Het zijn twee voorbeelden van ‘gedoe’. Bovend’Eert maakt er korte metten mee. De (grond-)wettelijke regelingen rond de uitgaven voor het koningschap zijn niet meer van deze tijd. De koning moet een overheidssalaris krijgen, ‘met een bezinning op de hoogte ervan’. Aan dat inkomen moet ‘gewoon’ belastingplicht verbonden zijn. De afgetreden koning(in) krijgt pensioen, de echtgenoot en troonopvolger een bezoldiging. ‘Zie het als een bijzondere ambtelijke status.’
3. Het aantal leden van het Koninklijk Huis moet verder worden beperkt
Leden van het Koninklijk Huis verrichten hun werkzaamheden onder ministeriële verantwoordelijkheid van de minister-president. Volgens Bovend’Eert is het beter de kring zoveel mogelijk te beperken. In de huidige situatie tot de koning, zijn echtgenote en de vermoedelijke troonopvolger. ‘In de praktijk legt Rutte het al zo uit.’

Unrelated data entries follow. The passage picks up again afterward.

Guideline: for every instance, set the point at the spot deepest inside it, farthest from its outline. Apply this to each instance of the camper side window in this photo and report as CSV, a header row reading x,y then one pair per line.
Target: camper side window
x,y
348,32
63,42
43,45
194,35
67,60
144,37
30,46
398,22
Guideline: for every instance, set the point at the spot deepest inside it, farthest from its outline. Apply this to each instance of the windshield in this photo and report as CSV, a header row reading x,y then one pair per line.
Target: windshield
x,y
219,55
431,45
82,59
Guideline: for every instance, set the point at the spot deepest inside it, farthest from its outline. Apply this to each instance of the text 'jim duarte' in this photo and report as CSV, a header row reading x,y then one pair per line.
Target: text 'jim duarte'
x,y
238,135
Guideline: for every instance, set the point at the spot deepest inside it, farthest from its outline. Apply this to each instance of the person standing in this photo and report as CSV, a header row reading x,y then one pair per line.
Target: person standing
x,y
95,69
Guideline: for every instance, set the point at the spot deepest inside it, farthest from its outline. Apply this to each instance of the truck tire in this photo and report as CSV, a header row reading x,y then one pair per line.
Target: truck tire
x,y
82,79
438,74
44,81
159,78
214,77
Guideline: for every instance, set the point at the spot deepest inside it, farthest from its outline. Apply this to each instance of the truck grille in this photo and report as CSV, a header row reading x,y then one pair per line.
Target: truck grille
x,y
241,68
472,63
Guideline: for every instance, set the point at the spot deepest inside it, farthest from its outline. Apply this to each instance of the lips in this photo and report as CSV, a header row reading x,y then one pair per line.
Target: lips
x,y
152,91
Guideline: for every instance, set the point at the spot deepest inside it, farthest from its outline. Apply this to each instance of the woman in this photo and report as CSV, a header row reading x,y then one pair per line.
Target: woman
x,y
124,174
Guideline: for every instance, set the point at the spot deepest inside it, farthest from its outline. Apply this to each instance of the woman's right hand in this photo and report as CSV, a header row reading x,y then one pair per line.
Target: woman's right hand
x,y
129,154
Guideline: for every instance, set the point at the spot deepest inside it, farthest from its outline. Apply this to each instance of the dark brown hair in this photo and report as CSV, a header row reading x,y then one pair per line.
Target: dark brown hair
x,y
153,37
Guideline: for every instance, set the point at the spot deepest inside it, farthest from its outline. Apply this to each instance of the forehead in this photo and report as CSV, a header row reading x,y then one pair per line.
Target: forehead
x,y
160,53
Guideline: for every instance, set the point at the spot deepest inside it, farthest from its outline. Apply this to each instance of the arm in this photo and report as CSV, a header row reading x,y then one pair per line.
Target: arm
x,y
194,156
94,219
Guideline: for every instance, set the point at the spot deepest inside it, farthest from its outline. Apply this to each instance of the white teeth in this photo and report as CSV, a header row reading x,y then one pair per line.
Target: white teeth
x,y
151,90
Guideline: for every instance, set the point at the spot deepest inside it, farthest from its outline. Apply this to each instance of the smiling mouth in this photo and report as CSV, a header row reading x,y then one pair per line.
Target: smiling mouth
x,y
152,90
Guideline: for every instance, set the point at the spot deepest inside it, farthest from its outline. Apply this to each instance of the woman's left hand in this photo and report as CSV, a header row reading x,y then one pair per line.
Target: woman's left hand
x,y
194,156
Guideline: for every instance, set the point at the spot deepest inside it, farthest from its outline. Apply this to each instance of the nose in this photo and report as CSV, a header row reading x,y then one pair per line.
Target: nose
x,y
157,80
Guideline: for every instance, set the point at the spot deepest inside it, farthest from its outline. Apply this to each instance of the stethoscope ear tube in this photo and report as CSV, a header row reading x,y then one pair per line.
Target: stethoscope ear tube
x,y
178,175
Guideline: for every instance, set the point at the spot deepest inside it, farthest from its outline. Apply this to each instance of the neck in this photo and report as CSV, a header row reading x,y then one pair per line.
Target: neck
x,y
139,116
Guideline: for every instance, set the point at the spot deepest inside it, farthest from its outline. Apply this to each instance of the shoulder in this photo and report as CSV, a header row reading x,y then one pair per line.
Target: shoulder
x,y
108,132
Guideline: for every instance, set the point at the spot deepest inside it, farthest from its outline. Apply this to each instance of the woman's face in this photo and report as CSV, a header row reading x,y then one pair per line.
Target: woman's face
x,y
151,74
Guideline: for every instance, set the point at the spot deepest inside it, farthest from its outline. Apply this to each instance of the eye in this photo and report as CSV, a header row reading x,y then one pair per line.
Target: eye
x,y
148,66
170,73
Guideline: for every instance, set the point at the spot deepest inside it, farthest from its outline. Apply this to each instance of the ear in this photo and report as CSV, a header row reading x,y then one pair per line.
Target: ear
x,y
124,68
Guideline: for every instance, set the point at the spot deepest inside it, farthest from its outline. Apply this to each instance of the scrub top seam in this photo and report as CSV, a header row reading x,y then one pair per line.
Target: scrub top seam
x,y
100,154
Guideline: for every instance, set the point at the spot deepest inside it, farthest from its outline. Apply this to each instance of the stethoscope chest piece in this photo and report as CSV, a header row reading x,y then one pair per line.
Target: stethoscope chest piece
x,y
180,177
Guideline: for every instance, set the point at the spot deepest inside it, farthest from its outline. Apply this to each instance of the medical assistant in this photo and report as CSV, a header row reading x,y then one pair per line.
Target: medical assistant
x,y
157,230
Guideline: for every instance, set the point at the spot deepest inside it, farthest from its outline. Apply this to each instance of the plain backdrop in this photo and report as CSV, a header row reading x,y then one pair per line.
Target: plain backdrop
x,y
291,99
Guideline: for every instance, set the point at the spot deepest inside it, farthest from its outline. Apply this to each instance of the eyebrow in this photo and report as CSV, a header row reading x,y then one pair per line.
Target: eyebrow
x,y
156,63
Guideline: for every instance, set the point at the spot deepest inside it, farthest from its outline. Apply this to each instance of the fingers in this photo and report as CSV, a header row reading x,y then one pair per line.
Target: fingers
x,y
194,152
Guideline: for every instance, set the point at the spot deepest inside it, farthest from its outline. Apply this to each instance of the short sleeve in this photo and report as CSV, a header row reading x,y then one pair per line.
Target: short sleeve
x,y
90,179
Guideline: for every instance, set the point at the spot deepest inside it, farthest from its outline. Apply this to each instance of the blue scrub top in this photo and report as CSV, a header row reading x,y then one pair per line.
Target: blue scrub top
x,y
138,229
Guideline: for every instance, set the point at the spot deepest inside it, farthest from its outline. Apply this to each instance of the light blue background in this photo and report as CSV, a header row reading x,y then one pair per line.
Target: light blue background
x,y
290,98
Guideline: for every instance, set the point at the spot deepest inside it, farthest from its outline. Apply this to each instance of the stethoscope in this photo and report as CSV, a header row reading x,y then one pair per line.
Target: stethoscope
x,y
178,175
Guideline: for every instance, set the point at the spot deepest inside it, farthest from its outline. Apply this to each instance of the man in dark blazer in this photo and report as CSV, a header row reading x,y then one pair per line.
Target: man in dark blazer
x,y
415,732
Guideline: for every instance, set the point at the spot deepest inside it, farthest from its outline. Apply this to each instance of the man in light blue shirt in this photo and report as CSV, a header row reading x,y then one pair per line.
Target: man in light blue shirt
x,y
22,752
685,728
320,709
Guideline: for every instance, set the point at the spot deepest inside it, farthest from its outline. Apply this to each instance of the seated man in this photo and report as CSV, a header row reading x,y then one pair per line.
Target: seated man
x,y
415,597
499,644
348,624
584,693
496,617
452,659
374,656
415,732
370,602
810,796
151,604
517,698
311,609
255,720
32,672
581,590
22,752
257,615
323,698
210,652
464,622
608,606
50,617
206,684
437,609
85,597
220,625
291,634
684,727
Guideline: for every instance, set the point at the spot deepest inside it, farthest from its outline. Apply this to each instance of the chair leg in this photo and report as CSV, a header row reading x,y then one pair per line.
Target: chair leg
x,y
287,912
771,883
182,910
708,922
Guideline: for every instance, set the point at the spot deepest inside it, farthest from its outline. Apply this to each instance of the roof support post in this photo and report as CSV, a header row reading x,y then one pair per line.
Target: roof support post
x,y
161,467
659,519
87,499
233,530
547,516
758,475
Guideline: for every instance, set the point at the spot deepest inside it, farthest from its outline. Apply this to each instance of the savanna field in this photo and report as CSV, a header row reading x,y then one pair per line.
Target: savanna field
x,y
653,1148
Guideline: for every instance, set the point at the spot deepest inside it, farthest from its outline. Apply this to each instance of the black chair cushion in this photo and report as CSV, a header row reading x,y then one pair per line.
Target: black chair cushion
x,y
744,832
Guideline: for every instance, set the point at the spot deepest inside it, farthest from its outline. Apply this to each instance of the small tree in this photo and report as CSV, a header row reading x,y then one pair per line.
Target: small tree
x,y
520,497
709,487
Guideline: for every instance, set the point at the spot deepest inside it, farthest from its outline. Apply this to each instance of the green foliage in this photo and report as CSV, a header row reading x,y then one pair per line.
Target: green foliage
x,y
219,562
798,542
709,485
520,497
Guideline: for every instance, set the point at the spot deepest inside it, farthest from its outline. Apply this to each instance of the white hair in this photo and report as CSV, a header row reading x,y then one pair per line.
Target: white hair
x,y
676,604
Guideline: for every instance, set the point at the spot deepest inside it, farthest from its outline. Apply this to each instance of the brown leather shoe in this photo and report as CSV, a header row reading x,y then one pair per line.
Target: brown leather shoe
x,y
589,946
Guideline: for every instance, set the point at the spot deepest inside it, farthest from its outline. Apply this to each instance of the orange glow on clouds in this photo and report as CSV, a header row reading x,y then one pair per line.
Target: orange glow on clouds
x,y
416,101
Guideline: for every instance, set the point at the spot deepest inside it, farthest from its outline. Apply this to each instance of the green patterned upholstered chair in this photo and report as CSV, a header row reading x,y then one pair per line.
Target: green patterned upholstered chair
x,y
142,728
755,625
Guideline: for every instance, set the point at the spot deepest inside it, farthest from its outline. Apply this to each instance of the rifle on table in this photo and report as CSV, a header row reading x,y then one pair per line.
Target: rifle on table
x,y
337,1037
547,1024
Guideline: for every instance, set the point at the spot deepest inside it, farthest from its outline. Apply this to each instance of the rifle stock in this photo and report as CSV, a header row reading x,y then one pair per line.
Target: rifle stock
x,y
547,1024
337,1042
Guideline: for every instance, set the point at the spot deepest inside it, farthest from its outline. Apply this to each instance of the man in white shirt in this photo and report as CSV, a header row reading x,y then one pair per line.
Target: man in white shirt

Met hun overheidssalaris zou dit drietal hun werk direct onder de premier moeten verrichten. Dat betekent dat prinses Beatrix, prinses Margriet en Pieter van Vollenhoven, prins Constantijn en prinses Laurentien, en de prinsessen Alexia en Ariane geen lid meer hoeven zijn. ‘Eigenlijk kan dat hele begrip Koninklijk Huis worden afgeschaft. Het geeft de familie meer vrijheid.’
4. De nieuwe kabinetsformatie, waarbij de Kamer (in)formateurs aanwijst, moet een wettelijke grondslag krijgen
Op verzoek van de Tweede Kamer evalueerde Bovend’Eert eerder zowel de kabinetsformatie van 2012 als die van 2017. Door een verandering in het eigen Reglement van Orde nam de Kamer zelf het voortouw in de formatie. De koning(in) wordt louter nog geïnformeerd en doet aan het slot de beëdiging van de bewindslieden. Volgens Bovend’Eert verloopt dat proces, op wat schoonheidsfoutjes na, heel behoorlijk.
Op dit moment is nog altijd een terugvaloptie naar de oude situatie mogelijk, mocht de Kamer er zelf niet uitkomen. Het is echter onwenselijk dat de koning opnieuw in die politieke positie wordt gebracht. Daarom dringt Bovend’Eert aan op een wet die dit met-hangende-pootjes-terug-naar-de-koning-scenario uitsluit.
5. Nederland moet na het Huis van Oranje-Nassau geen nieuw koningshuis krijgen.
Het erfelijk koningschap is ‘een relict uit voorbije tijden’, concludeert Bovend’Eert. Hoewel dat ‘ook juist de charme’ is, is het onwenselijk dat de Grondwet nu nog een bepaling bevat over ‘de benoeming van een Koning’ – mochten er ooit erfopvolgers ontbreken. Dat zou ‘curieus en lachwekkend’ zijn. Afscheid van de Oranjes is afscheid van de monarchie als regeringsvorm. Dan weten we dat alvast, al kan het instituut met bovenstaande aanpassingen gerust nog een tijd mee.